NER Transfer - Interpretation and Analysis

About

This is an project that investigates transfer learning in low-resourced languages, specifically in a named entity recognition (NER) task. This repository contains the code, the trained models can be found here and the paper (accepted to IJCNLP-AACL 2023) can be found here.

Further, many visualisations are available in ./analysis/. Finally, the raw predictions and results can be found in ./src/runs/v10/models/

Code Structure

We mainly did the following in this project:

Fine-tune many different pre-trained models on different languages from the MasakhaNER dataset.
Using these fine-tuned models, we evaluated on all of the languages, to get an idea for zero-shot potential.
Then we moved onto analysis, which is the bulk of our contributions and code here. The specific analysis we did can be found in ./src/analysis, with the following subfolders:
1. v10: Analyse Pre-training effect on final performance.
2. v20: Look at zero-shot transfer.
3. v40: Investigate word embeddings, performing, among others, PCA on them and plotting them.
4. v50: Statistically analysing the data overlap between the different languages, and investigating correlation between this and performance.

├── analysis                            -> This contains the bulk of our results, including plots, csv files and Latex tables.
│   ├── v10
│   ├── v20
│   ├── v40
│   └── v50
├── data
│   └── masakhane-ner
├── doc
│   ├── report.pdf                      -> Written Report
├── env.yml                             -> Environment File
├── logs                                -> Log files are written to here
├── run.sh                              -> script to run any code in this repository
└── src                                 -> All of the source code
    ├── analysis                        -> Analyses the results we obtained
    │   ├── utils.py                    -> General utilities
    │   ├── v10                         -> Effect of pre-trained models
    │   ├── v20                         -> Effect of fine-tuning and doing zero shot transfer
    │   ├── v40                         -> Interpretability, specifically word embedding analysis
    │   └── v50                         -> Statistical analysis including data overlap
    ├── results
    │   └── v40                         -> This contains some pickle files with precomputed embeddings.
    ├── run.sh                          -> Another run.sh
    ├── runs                            -> Code that ran all the fine-tuning. Also contains the results on the test/dev set.
    │   ├── v10                         -> Fine-tuning from different pre-trained models.
    │   └── v20                         -> Evaluating zero shot transfer.
    ├── slurms                          -> Job files are saved here.
    │   └── v10
    └── utils                           -> Overall utility code, lot of it from the MasakhaNER codebase
        ├── create_slurms.py            -> Creates Slurm job files for the fine-tuning
        ├── evaluate_ner.py             -> Evaluates a specific model on any language
        ├── train_ner.py                -> Trains the models
        └── utils_ner.py                -> NER Utilities

Get Started

To get started, you can use our conda environment by running the following command:

conda env create -f env.yml

Then run conda activate mner, and you should be ready to go. If that fails, you can try to instead use env_all.yml, with pinned versions for all packages.
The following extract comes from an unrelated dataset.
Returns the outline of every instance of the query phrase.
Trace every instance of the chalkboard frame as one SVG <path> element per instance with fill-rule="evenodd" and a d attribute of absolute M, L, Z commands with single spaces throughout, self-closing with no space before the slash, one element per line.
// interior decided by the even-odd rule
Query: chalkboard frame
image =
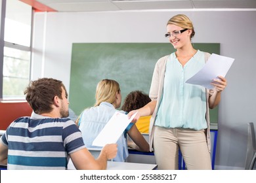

Now, to run any python file in this project, the recommended way to do so is to use the ./run.sh script provided in the root of the project instead of python directly, as the former sets up the requisite paths, e.g. ./run.sh src/utils/create_slurms.py

Train Models

If you want to train the models, then you can create the Slurm scripts used by running ./run.sh src/utils/create_slurms.py. Note that you will need to change this file's paths at the top of the file to be applicable to your cluster. Then, you should be able to see the slurm scripts in src/slurms/v10 and you can run all of them. Note, there are very many and your cluster scheduler may block you if you try running all of them at once.

Evaluate

Next up is how to do evaluation, i.e. take the models from before, and evaluate them on all of the other languages. To do so you can navigate to src/runs/v20 and run ./run_eval_all.sh. Note, this will run all of the inference (4 in parallel) in one step, so it might take a long time.
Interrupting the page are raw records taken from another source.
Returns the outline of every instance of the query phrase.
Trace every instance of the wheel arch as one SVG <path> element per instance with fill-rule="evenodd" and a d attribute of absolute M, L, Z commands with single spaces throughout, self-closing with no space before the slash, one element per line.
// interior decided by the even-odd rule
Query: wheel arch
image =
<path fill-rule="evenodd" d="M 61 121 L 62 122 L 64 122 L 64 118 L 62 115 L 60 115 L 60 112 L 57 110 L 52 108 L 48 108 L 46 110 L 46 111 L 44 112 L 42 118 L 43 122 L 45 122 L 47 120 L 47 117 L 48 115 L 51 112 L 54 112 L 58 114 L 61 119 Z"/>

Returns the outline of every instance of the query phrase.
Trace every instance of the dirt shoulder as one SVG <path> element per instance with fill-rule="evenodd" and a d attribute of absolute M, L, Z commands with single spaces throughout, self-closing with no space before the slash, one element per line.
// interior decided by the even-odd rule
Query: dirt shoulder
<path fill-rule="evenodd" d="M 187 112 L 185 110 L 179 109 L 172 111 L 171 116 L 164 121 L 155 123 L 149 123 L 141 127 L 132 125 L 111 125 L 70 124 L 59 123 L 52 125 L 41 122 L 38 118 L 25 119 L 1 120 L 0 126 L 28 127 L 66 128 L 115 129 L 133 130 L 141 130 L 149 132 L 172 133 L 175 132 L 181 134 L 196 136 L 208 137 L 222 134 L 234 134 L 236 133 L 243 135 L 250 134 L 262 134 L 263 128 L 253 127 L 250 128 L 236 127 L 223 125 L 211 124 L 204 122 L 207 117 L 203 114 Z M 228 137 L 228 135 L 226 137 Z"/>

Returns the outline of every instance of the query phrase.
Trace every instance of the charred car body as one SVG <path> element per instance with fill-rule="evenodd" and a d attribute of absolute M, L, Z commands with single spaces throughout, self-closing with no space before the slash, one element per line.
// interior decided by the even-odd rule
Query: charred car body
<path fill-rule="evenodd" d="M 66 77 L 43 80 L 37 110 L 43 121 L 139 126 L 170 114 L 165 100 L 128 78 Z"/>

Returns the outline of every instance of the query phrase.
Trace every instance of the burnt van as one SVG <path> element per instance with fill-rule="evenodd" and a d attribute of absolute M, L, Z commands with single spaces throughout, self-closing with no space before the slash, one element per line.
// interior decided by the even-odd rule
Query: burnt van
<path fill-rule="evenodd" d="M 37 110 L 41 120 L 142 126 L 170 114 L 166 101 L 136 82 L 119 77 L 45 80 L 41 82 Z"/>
In practice, we do not recommend this training and evaluation is done from scratch as it uses significant compute and storage resources. We do provide downloadable models (albeit just one seed instead of 5), so it is recommended to just use those.

Analysis

The analysis is mostly self contained, and the vast majority requires just the result .txt files present and not the models at all.

TL; DR: You can probably just run the following commands

./run.sh src/analysis/v10/basic_analyse_pretrained_model.py
./run.sh src/analysis/v10/analyse_per_category.py

./run.sh src/analysis/v20/base.py

./run.sh src/analysis/v50/statistical_overlap.py

and most of the analysis should run.

The embeddings code is a bit more involved, as that requires the actual word embeddings, which are quite large, and are stored in a separate repository. To download these, do the following:

mkdir -p src/results/v40
cd src/results/v40
git clone https://github.com/Michael-Beukman/NERTransfer-Embeddings .
cd -

Once those have been downloaded, you can run the code by simply running ./run.sh src/analysis/v40/embeddings.py.
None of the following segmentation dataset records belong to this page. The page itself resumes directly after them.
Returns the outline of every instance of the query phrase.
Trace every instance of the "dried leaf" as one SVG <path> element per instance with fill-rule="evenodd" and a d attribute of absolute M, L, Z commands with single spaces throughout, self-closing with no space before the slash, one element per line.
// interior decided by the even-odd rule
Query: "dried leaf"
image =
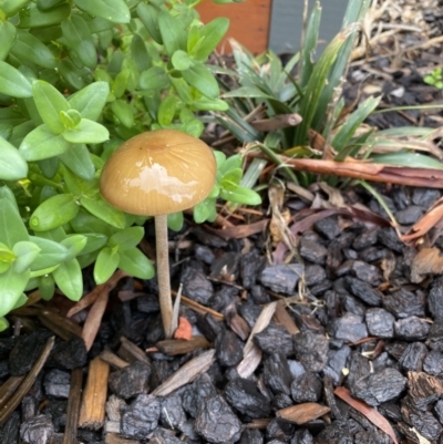
<path fill-rule="evenodd" d="M 401 237 L 403 242 L 410 242 L 424 236 L 443 218 L 443 198 L 435 204 Z"/>
<path fill-rule="evenodd" d="M 303 404 L 290 405 L 276 412 L 277 417 L 298 425 L 306 424 L 309 421 L 317 420 L 329 413 L 331 409 L 317 402 L 306 402 Z"/>
<path fill-rule="evenodd" d="M 192 359 L 173 373 L 165 382 L 158 385 L 152 394 L 154 396 L 166 396 L 174 390 L 193 382 L 199 374 L 205 373 L 214 363 L 215 350 L 208 350 Z"/>
<path fill-rule="evenodd" d="M 391 440 L 394 442 L 394 444 L 399 444 L 396 441 L 395 432 L 392 428 L 392 425 L 390 422 L 382 415 L 380 414 L 375 409 L 369 406 L 365 402 L 356 400 L 354 397 L 351 396 L 349 393 L 349 390 L 343 388 L 343 386 L 338 386 L 333 393 L 339 396 L 341 400 L 343 400 L 346 403 L 348 403 L 351 407 L 356 409 L 359 411 L 362 415 L 364 415 L 372 424 L 378 426 L 381 431 L 383 431 L 388 436 L 391 437 Z"/>
<path fill-rule="evenodd" d="M 193 335 L 193 326 L 190 326 L 190 322 L 183 316 L 178 317 L 178 327 L 174 332 L 174 338 L 184 339 L 185 341 L 188 341 L 192 335 Z"/>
Code is also contained inside there to actually create the word embeddings, although that does require all of the fine-tuned models.

In the repository, there are many images of embeddings from different combinations of models and languages, specifically found in analysis/v40, so the code does not need to be rerun to just view them.

Exploration

In src/runs/v10/models there are many different folders, consisting of the results (metrics and predictions) from different fine-tuned models. src/runs/v10/models/v20 contains the results from the same models, when evaluating on different languages. There is lots of data here, so feel free to explore it.

Additionally, there are very many plots, images and tables in analysis/* that might be interesting.

The folder names might be slightly confusing, but, e.g. src/runs/v10/models/kin_v10_start_swa__kin__2_50/ means it was fine-tuned on Kinyarwanda NER data, starting from the Swahili pre-trained model, trained using seed = 2 and epochs = 50. Similarly, src/runs/v10/models/ibo_v10_start_base__ibo__0_50 is xlm-roberta-base fine-tuned on Igbo data.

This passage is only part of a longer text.